利用侷域表面電漿共振提升氮化鎵MSM光偵測器效能

Abstract

本論文利用具有良好光電特性的氮化鎵基板製成金屬-半導體-金屬紫外光偵測器，在基板表面製造次波長結構，利用電漿共振原理增進元件效率並探討其特性。 先在商業化的藍寶石晶版上沉積AlGaN緩衝層，再用HVPE快速長晶法，成長330um以上的GaN，再以雷射將氮化鎵與藍寶石分離以消除應力，並用CMP將表面磨平及完成氮化鎵基板的製作。接著沉積150nm左右的SiO2絕緣層，用BOE以濕蝕刻的方式蝕刻出主動區，經過標準清潔流程後以E-gun分別鍍上5nm的鎳與5nm的金，接這送氮氣與氧氣退火以形成次波長結構，觀察其表面，最後在用E-gun鍍上指叉狀的電極即完成金屬-半導體-金屬紫外光偵測器。 從電性研究來看，700℃ 氮氣退火時開始形成次波長結構，光響度提升，在800℃的氮氣退火條件下產生了400nm~500nm大小的金屬粒子，元件的響應度提升了一個數量級以上，900℃的氮氣退火時表面形成了200nm~300nm小於入射光波長的金屬粒子，光響應度提升2個數量級，效率增加最多。而氧氣退火900℃時產生了六角形的氧化鎳晶體，可使元件Barrier high提高，降低漏電流，並得到更佳的理想因子，同時表面未與氧氣反應的金也可使光響度增加1個數量級左右。
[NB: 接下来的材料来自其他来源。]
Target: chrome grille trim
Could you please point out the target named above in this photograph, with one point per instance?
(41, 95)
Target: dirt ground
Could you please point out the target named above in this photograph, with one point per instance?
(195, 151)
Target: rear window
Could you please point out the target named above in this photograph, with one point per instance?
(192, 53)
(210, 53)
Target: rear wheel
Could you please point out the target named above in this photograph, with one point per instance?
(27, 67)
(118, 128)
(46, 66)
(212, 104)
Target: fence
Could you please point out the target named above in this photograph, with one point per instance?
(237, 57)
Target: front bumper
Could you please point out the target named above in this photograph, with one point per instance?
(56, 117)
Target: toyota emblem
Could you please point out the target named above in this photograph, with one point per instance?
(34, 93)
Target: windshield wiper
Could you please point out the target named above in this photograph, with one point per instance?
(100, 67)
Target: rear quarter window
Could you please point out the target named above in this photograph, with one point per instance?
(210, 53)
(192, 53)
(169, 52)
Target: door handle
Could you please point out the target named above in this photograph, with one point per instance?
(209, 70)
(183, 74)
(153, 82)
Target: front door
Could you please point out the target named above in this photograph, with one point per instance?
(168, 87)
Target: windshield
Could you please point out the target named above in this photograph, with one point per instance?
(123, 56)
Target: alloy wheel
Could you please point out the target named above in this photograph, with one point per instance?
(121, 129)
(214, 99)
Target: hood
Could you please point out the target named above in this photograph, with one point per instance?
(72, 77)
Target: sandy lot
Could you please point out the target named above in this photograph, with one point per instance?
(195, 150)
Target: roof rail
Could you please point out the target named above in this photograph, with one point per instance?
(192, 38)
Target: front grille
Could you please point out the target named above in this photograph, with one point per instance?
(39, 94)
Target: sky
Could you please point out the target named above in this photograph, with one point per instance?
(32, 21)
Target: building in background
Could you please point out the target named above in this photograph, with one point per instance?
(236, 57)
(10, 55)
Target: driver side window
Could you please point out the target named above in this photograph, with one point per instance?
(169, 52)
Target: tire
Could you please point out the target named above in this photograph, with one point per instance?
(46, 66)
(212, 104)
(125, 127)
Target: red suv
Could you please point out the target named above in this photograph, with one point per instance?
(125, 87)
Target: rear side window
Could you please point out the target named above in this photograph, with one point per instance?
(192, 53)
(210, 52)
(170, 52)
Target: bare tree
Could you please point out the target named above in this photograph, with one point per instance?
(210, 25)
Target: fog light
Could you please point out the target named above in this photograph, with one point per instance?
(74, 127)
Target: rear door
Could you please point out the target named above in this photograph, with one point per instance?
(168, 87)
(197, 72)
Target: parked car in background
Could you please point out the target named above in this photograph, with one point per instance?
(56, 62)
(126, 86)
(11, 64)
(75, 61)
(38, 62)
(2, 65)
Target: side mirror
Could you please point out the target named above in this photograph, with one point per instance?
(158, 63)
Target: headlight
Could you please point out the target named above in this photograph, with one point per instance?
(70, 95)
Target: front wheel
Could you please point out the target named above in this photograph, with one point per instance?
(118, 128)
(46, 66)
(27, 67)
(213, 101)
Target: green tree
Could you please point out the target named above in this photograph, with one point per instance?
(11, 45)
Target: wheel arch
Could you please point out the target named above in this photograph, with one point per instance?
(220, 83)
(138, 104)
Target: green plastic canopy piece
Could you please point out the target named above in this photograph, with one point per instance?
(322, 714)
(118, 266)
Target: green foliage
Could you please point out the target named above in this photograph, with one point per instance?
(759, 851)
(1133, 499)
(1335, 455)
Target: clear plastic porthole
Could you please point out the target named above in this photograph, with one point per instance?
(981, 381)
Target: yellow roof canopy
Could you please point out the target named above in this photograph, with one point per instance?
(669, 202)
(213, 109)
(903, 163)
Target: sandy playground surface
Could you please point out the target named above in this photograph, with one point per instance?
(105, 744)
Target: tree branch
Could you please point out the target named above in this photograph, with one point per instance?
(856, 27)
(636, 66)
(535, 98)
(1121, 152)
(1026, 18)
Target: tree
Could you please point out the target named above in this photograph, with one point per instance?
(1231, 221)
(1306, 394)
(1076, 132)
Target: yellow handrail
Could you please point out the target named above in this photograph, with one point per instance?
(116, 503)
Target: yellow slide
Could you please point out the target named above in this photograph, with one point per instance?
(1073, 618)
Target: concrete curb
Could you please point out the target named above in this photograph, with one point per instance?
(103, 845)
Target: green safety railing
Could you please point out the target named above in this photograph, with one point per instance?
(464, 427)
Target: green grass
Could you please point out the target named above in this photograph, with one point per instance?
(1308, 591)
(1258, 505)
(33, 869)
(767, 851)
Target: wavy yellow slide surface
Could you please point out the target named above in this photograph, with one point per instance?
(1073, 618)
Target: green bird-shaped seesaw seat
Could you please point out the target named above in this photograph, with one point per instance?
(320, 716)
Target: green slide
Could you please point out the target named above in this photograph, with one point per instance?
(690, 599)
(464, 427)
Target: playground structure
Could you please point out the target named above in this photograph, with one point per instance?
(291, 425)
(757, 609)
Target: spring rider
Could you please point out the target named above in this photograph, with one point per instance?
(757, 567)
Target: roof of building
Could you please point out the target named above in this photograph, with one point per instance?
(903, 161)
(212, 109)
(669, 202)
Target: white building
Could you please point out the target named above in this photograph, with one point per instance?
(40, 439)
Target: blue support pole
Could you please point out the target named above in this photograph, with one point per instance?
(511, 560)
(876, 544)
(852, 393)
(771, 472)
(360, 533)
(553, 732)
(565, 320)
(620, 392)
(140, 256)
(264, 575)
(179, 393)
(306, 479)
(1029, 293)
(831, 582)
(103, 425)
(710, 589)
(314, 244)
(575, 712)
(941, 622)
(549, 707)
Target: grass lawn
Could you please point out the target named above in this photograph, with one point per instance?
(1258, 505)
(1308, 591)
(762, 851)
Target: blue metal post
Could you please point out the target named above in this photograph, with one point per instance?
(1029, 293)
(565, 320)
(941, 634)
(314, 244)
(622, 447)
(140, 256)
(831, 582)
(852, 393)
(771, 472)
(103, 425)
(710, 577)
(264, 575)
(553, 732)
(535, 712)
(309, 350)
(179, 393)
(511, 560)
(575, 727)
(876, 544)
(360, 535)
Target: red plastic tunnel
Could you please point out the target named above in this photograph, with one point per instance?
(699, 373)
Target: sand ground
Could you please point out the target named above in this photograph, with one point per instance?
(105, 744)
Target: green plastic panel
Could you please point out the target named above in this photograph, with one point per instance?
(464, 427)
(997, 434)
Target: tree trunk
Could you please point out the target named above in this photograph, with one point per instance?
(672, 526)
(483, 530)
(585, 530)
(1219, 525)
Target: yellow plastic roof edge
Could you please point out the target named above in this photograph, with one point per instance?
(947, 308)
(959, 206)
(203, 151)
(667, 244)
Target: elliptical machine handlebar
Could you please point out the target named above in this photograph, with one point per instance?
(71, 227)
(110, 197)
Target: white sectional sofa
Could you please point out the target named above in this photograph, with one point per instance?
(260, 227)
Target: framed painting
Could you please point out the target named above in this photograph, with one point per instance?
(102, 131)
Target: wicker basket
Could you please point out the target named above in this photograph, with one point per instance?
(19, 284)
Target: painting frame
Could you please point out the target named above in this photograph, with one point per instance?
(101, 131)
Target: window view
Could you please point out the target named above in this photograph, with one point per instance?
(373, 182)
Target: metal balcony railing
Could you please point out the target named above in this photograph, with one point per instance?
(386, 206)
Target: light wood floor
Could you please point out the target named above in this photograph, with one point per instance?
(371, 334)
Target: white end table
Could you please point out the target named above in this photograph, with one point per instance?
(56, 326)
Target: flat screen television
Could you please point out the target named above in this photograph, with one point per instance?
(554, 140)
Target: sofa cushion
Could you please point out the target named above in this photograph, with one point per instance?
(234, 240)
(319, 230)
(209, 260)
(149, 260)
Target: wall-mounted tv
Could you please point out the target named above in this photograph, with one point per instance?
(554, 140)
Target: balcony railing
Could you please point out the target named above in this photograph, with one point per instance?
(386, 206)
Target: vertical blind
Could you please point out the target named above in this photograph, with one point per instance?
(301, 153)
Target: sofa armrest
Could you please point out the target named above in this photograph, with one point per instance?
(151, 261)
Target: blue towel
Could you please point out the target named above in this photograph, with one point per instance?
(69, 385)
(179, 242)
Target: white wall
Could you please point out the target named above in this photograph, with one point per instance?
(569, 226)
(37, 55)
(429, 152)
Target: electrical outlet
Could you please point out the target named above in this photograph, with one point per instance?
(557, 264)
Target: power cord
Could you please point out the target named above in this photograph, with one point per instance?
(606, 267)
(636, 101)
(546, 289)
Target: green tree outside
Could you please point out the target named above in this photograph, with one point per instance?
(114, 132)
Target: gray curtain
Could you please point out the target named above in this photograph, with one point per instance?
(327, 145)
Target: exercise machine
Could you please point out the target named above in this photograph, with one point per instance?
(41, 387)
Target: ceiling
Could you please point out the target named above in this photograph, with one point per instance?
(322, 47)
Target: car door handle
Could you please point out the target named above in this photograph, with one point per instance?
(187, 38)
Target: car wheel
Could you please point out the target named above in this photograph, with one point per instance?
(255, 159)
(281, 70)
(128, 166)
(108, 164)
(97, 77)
In this work, we studied how surface plasma influences the responsitivity of a GaN-based metal-semiconductor-metal photo detector. The device was fabricated on a freestanding GaN substrate. To manufacture the GaN substrate, an AlGaN buffer layer was deposited on a commercial sapphire substrate first. After epitaxial growth by Hydride Vapor Phase Epitaxy (HVPE), a 300-um thick GaN film was produced. The film was sequentially separated from sapphire by laser lift off (LLO), and hence the GaN substract was obtained. Chemical mechanical polishing (CMP) was used to treat the surface of the freestanding GaN substrate to achieve the requirement of an epi-ready substrate. To fabricate the device, a 150-nm SiO2 Insulating layer was deposited by Plasma Enhanced Chemical Vapor Deposition (PECVD) at 300℃. The active region with size of 500 um*260 um was formed by etch. 5-nm nickel and 5-nm gold were coated on the active region and annealed at various temperature in N2 or O2 ambient to form a sub-wavelength structure. Finally, electrodes were fabricated, and the metal-semiconductor-metal photo detector was obtained. Nanostructures were observed on the surfaces of the detectors. By electrical measurement, it is found that the responsitivity of the detector annealed at 800℃ in N2 ambient raised up about 2 order in comparison with a conventional one. However, the leakage current and the ideal factor also increased. On the other hand, the device annealed at 800℃ in O2 ambient has a lower leakage current and a more favorable ideal factor; which is owing to higher Schottky barrier height brought by the formation of nickel oxide. It had 1-order improvement of responsitivity which was not as large as the N2-anneal one; nevertheless, by taking account of the overall properties, its performance is superior.